Снести ему голову - Найо Марш 5 стр.


В конюшне каждый вечер продолжались репетиции. В гостиничных номерах было отлично слышно, как там топают ногами, звенят колокольчиками и зудят на скрипке. Любопытство заставило миссис Бюнц пускаться на хитрости. Сначала она рассеянно бродила по гостиной, потягивала у камина сидр, делала пометки в своем увесистом дневнике. При этом топот ног и пиликанье скрипки так соблазняли ее, что у бедняги чуть не кружилась голова. Так она выдерживала минут десять, после чего начинала демонстративно зевать, извинялась и, изображая, что падает от усталости, поднималась к себе в комнату. Лестницу на задней стене дома она обнаружила уже давно и спустя несколько минут, никем не замеченная, благополучно спускалась по ней на задний двор.

В одном из отсеков конюшни владелец гостиницы держал склад. К нему вела выложенная кирпичом дорожка - в зимнее время замерзшая и ужасно скользкая.

Смотровое окошко, которое нашла для себя миссис Бюнц, было наполовину скрыто нависающей соломенной крышей. Ей удалось немного очистить стекло от пыли. И там, дрожа от волнения и холода, она простаивала целые вечера, делая закоченевшими пальцами пометки в своем дневнике.

К сожалению, удовольствие, которое исследовательница при этом получала, было неполным. Во-первых, от ее дыхания стекло то и дело запотевало, а во-вторых, через него было видно только помещение склада да еще проем двери, соединяющей его с конюшней. Именно через этот проем ей приходилось смотреть на танцующих, что было чертовски неудобно. Танцоры то появлялись в нем, то исчезали, а то кто-нибудь из сопровождавших танец - Лицедей, доктор Оттерли или Конек - вставал в дверях и загораживал собой остальных. Прямо хоть ложись и умирай от досады!

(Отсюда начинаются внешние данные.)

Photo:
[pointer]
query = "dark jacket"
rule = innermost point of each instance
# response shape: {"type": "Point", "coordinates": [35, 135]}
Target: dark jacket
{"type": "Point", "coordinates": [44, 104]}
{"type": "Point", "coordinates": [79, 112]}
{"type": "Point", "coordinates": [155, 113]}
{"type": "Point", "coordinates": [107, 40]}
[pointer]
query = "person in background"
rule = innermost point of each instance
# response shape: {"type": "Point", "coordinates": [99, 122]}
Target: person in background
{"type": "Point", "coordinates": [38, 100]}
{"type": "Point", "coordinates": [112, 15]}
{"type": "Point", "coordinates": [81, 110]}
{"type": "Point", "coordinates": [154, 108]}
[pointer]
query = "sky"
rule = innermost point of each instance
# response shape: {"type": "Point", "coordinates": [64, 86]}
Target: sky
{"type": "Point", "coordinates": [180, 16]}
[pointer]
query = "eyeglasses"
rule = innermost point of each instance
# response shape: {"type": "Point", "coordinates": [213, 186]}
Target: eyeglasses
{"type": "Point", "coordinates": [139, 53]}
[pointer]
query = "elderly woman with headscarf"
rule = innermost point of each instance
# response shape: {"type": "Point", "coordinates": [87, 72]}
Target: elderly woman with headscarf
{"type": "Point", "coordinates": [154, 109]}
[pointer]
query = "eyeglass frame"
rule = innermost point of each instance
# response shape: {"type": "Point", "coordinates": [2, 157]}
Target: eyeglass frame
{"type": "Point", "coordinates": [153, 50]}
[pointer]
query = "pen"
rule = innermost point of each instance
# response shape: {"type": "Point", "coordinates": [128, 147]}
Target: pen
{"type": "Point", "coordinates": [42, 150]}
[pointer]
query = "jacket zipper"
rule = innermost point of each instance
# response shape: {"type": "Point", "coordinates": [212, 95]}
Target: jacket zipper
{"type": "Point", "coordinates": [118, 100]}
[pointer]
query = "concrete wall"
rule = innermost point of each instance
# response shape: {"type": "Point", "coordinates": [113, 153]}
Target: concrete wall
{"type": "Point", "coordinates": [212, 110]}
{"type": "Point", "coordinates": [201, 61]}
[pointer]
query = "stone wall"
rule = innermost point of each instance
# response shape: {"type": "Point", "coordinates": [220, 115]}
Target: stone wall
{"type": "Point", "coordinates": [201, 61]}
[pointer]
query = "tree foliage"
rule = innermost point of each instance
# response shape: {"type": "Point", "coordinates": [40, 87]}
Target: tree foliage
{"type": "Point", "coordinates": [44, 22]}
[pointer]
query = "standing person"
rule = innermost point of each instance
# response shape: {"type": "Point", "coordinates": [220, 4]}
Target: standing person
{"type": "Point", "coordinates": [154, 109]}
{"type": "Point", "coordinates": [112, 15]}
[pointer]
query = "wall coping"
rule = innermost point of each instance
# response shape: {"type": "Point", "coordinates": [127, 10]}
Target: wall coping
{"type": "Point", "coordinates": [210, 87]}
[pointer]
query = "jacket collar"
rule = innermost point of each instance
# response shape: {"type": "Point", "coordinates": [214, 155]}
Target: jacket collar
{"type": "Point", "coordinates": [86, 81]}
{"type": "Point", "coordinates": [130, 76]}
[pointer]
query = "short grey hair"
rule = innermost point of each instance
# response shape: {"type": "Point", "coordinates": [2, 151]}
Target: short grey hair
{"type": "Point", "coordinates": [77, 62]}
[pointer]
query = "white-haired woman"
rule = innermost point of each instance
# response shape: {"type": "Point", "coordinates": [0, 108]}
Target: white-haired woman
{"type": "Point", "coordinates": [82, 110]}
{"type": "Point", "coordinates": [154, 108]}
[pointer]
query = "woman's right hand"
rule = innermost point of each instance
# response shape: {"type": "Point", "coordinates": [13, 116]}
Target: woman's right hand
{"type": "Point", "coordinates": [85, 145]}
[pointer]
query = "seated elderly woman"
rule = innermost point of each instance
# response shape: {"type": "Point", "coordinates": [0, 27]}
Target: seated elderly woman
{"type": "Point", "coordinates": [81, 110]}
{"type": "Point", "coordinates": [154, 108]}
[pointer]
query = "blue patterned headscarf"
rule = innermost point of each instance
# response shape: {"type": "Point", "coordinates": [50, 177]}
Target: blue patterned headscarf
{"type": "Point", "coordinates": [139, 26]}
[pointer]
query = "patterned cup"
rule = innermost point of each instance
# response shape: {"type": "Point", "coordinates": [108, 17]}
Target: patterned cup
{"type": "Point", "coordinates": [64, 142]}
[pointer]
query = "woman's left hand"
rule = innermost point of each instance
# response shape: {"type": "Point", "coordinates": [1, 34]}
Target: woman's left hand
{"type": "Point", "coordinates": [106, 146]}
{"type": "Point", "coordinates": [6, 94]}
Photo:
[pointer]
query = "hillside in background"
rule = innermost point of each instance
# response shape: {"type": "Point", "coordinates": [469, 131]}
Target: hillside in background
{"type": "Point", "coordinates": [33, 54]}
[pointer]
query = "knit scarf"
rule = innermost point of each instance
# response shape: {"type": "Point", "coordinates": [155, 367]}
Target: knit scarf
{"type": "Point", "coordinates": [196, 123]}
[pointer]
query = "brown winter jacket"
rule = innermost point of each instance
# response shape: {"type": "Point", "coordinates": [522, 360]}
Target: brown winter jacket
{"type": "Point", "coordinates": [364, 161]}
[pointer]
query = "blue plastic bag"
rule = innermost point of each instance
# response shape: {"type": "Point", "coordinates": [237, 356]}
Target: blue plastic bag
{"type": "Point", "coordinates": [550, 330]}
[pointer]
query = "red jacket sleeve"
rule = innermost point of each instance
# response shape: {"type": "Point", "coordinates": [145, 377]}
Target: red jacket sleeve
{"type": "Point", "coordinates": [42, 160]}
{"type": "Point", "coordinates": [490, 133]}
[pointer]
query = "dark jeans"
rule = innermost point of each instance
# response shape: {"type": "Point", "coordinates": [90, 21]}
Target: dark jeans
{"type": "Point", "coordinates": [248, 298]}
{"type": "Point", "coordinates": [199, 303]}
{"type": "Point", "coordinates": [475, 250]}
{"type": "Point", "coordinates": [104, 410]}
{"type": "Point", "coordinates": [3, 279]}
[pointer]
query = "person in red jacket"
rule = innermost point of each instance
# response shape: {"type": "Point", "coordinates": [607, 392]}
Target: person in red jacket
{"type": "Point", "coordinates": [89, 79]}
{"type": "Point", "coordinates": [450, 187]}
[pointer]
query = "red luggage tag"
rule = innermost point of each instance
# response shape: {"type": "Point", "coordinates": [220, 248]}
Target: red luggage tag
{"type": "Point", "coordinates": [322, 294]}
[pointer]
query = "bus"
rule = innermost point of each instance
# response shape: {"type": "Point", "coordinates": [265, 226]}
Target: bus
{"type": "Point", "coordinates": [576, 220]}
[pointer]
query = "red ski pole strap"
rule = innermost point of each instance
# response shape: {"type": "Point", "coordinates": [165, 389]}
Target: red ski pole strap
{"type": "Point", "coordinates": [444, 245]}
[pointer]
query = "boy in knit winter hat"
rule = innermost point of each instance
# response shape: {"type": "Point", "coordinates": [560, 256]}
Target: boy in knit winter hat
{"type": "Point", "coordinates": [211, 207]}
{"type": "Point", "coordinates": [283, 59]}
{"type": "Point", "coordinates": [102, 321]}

Постепенно ей удалось установить, что это не один танец, а несколько. Сначала исполнялся традиционный моррис, для которого они прикрепляли к ногам колокольчики, а уж затем следовал танец с мечами, местами переходящий в мимический спектакль. Один момент этого спектакля ей было всегда отлично видно: когда Лицедей в роли Шута - или Старика - засовывал голову в решетку скрещенных мечей. В этот момент все - Пятеро Сыновей, Бетти и Конек - собирались вокруг него тесным кружком, и он что-то им говорил. Похоже, это был какой-то отрывок из старинного присловья, чудом сохранившийся и пронесенный сквозь века. Миссис Бюнц видела, как шевелятся его губы - каждый раз он произносил одну и ту же фразу. Казалось, она все бы отдала, лишь бы услышать, что он говорит.

Она отлично изучила пьесу. После шутливого отрубания Лицедею головы участники вновь принимались танцевать, и на этот раз солировали Бетти и Конек. Иногда Конек так расходился, что заскакивал в помещение склада, и его железные, похожие на клюв, челюсти клацали чуть ли не перед самым носом миссис Бюнц. Иногда то же самое проделывал Бетти, вздымая своими юбками тучи пыли. Но всегда после этого опять вступали Сыновья, и в определенный момент вставал и "воскресал" Лицедей. На этом, по всей видимости, действие спектакля заканчивалось.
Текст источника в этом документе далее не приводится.